Northgate Station is a very interesting case. Some of the parking spaces ST is building are to replace spaces demolished during construction that are owned by the mall and contractually guaranteed to the mall tenants. For the rest of the garage, Metro did a survey of where the license places come from. It’s not from people driving down I-5 from further north, as happens with the I-90 P&Rs. Most of the cars are from directly east and west of the station. So ST asked those people whether they wanted the parking or would rather have better bus feeders and ped/bike access. 3/4 of the neighbors said they prefer better feeders and ped/bike access over more parking. That’s great, and ST did so.
But that approach hits a wall when you come to Shoreline, Mountlake Terrace, Lynnwood, and Tukwila. They aren’t ready to exchange parking for other things. Not only do the cities insist and cause ST delays and costs if it refuses to build the parking, but also their voters vote against the measure. ST’s garages are located and sized to balance all these things: to minimize hide-n-ride, to get cooperation from the cities, approval from the voters, and to serve people who live in odd locations where feeders are infeasible.
On the east coast regional rail operators build just the train and the station, and the cities build any parking they want. That would be better but it’s not the tradition here. The public views the garages as a basic part of transit, and a mitigation for the impacts of the station. And it’s all coming from the same taxpayers anyway, so why can’t they vote for the transit with garages they want?
Seattle stations don’t have P&Rs because city law prohibits any new P&Rs with stations. Only the existing P&Rs at Northgate and 145th can be expanded. This has been a sore point to some people in Rainier Valley who think they need P&Rs to use the train, and don’t believe the private paid lots are an acceptable substitute.
Does this mean that Sound Transit will be paying for increased local bus service to Northgate? It really should, since it’s the one who would’ve been paying for the parking otherwise.
It’s making capital improvements for the ped/bike routes and maybe for the buses, but it’s not funding bus operations. Capital improvements are a one-time cost, while operations would be every year forever. I doubt those are authorized by the vote and they’d raise the question of why Northgate should get a feeder subsidy when other parts of North King don’t.
Why are other stations getting the benefit of ST-paid parking garages, but Northgate isn’t getting anything? (Nor are Roosevelt, Rainier Valley, Beacon Hill, or Capitol Hill.) It seems like this’s more anti-Seattle bias.
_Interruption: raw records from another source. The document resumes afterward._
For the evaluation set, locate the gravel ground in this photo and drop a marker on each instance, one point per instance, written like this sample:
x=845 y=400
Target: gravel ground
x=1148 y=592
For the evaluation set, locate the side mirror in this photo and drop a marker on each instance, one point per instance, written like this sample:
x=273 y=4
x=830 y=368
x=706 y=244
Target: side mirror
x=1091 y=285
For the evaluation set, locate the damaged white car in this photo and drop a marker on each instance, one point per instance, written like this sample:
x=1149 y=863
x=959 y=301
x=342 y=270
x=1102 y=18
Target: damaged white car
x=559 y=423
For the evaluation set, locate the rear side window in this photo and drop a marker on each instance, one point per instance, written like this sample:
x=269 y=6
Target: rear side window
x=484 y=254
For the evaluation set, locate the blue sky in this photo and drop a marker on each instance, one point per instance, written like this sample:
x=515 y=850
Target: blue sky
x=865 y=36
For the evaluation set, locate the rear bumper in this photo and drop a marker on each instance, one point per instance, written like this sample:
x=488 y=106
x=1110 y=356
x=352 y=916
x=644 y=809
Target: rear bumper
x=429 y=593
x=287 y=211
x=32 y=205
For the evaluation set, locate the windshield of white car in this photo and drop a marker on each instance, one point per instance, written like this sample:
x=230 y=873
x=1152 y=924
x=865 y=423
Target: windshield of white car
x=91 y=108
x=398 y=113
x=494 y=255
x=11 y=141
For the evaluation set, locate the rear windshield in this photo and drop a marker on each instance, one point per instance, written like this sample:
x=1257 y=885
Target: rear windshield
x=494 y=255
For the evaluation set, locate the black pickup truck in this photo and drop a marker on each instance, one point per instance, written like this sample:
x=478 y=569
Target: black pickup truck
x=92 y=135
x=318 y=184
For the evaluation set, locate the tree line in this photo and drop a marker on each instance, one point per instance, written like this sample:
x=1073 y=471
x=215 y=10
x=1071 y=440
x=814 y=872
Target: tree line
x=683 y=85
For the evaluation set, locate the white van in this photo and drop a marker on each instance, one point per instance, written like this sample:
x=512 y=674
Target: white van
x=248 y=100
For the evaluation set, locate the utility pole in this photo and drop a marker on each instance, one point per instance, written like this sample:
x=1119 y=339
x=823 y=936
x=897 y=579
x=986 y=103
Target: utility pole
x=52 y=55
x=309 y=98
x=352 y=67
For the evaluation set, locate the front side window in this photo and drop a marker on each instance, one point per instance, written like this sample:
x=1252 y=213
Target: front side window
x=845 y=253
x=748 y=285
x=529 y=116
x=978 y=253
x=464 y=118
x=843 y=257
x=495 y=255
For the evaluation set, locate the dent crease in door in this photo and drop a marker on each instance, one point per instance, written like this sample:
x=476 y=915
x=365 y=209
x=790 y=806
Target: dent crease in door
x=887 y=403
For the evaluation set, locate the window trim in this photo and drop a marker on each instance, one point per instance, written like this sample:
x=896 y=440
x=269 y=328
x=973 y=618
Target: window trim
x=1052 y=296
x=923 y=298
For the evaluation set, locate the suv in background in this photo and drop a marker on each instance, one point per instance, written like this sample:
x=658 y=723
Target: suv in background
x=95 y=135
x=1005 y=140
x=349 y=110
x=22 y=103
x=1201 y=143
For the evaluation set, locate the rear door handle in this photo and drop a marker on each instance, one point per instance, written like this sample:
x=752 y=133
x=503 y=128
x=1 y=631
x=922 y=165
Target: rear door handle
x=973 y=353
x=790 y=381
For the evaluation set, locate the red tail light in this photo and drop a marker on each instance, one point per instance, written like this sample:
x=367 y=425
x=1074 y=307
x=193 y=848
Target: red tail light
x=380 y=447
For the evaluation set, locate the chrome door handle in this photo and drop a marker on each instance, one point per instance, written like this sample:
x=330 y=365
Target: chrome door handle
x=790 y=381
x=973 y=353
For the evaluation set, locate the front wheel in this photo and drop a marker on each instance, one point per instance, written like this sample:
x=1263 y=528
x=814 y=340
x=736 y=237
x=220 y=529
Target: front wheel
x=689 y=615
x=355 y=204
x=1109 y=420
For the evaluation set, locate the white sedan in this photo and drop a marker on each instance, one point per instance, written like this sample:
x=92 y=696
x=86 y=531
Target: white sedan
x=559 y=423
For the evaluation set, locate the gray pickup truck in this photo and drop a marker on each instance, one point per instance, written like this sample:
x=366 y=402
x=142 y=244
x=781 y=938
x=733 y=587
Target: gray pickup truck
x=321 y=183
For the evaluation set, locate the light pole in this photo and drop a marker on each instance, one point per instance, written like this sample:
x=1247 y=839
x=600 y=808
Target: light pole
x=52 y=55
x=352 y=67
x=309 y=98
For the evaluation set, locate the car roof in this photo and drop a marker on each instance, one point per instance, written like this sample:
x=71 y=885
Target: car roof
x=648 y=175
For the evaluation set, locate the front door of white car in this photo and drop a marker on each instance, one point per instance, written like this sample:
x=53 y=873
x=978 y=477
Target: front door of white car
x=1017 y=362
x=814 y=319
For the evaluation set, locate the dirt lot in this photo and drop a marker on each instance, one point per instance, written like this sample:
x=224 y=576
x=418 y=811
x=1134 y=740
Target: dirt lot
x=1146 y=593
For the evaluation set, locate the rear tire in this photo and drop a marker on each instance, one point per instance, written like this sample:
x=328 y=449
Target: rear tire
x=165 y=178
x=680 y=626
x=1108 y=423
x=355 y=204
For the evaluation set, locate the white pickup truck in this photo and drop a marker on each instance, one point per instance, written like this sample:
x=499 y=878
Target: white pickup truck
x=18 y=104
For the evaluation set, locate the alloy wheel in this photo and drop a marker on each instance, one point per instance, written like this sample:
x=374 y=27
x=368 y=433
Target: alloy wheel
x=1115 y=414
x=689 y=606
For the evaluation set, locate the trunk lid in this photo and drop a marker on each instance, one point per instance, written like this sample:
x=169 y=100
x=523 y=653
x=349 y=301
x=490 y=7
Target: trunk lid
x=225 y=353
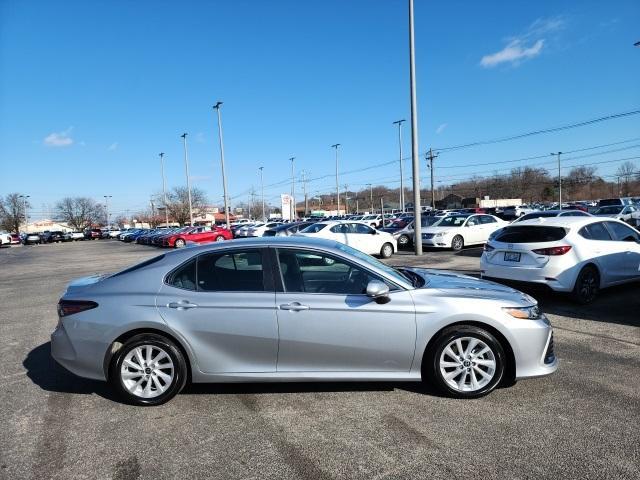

Northgate is getting a pedestrian bridge and a garage, which will have more spaces than just the mall ones but won’t be supersized because the neighborhood doesn’t want it. Seattle law prohibits P&Rs at those other stations. The suburban stations have P&Rs because ST believed ST2 and 3 wouldn’t pass without them, or at least the vote would be lower and too close to the threshold.
Seattle also has higher real estate prices so that’s where some of the money for the Seattle stations is going.
Those people in the Rainier Valley waiting for Park’N’Rides are going to miss the train. The huge number of units going up within walking distance of Columbia City and Othello have put the land for any garages completely out of reach of ST or any parking provider.
Too-bad; so sad.
Sneaking on-street parking in the RV is quite popular. Route 50 runs mostly every 30 minutes and it’s very inconvenient.
I do not get this hatred of “hide and ride”. The streets belong to everyone, not the people living directly adjacent to them.